For instance, there are several music videos that seem to have been assembled in the ‘80s, but what for? They certainly didn’t air on TV. There’s an English adaptation of the first episode of Super Dimension Fortress Macross that I assume was created before Robotech, either as a failed first attempt to import the series or made as a proof-of-concept to give to TV networks. But then there’s also a 70-minute version of that pilot, and I can’t imagine its intended purpose.
The most baffling thing about the special features is the deleted scenes. There are seven entries, titled “First Contact,” “Transformation,” “Homecoming,” “Battlefront,” “War & Peace,” “Final Conflict,” and “A New Threat” in that order. Now, “First Contact” is the title of episode 11, while “Transformation” is episode five, “Homecoming” 15, but “Battlefront” and the other three don’t correspond to anything. It’s impossible to know what they mean until you hit play and discover “First Contact” contains deleted scenes from episodes 1-6, “Transformation” has 7-12, and so on. It’s a truly incomprehensible way to present them, but it’s even crazier that for some reason the deleted scenes stop at episode 45, leaving a full 40 episodes without deleted scenes that surely must have existed at some point, but are now lost to time.
Funimation isn’t touting this Collector’s Edition as an ultimate edition or anything, but these extras are all taken from those previous ADV and A&E DVD releases.

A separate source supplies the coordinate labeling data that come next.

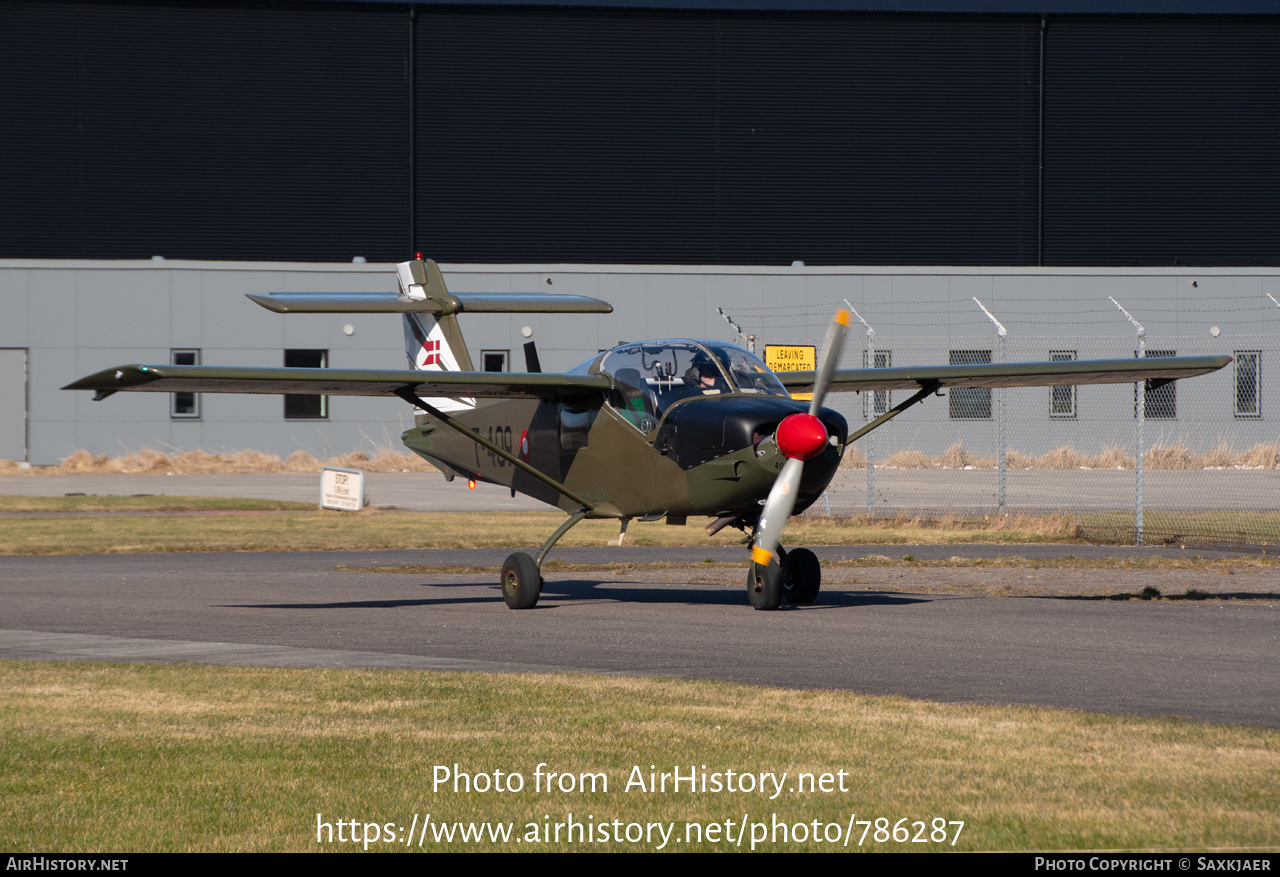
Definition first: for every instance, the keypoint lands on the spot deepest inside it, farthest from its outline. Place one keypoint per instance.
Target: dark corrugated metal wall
(216, 131)
(603, 136)
(282, 131)
(1162, 141)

There’s absolutely nothing new included in the special features, and none of them are in HD. Also, several obvious extras have been inexplicably omitted, including Robotech: The Sentinels, a 1986 attempt to continue the show that was aborted after three episodes, and the 2006 movie Robotech: The Shadow Chronicles, both of which are currently licensed by Funimation. It also doesn’t have the 36-minute, 2011 documentary The world of Carl Macek’s Robotech, which would provide a modern analysis of the game. It’s one of the most unique discoveries made after 1990, and it’s a three-minute video called “Robotech Overview.”
As I mentioned earlier, Funimation also releases each list separately for $ 70 each, which means you are paying $ 40 for extras that include four good, decorative and special ones. Toynami Veritech action taken by Roy Fokker from Macross Saga story “Goodbye, Big Brother.” I say “somewhere” because Toynami produced a score of 1/100 as San Diego Comic-Con only in 2017, but this model comes with a 4.25-inch Roy Fokker model and range. If there is a difference between the two Veritechs, the Blu-ray type looks more like “war-torn,” which actually looks more dirt than war-torn.
I don’t know if toys and patches are worth $ 40, but if you’re older Products love the beautiful graphics of this package might be enough to entice you to spend $ 250. For everyone else Products fans, I say this: if the old is the original, then we should be re-collecting Blu-ray in a few years. Hopefully, it will be less Collectors and much more Complete.
The program of Robotech: Collector’s Edition available Pano, and Robotech: Macross Saga set and are available as well. You can order it in advance Robotech: Gentlemen and Robotech: The New Age Pano and Pano, the girl. All Bibles also contain digital copies.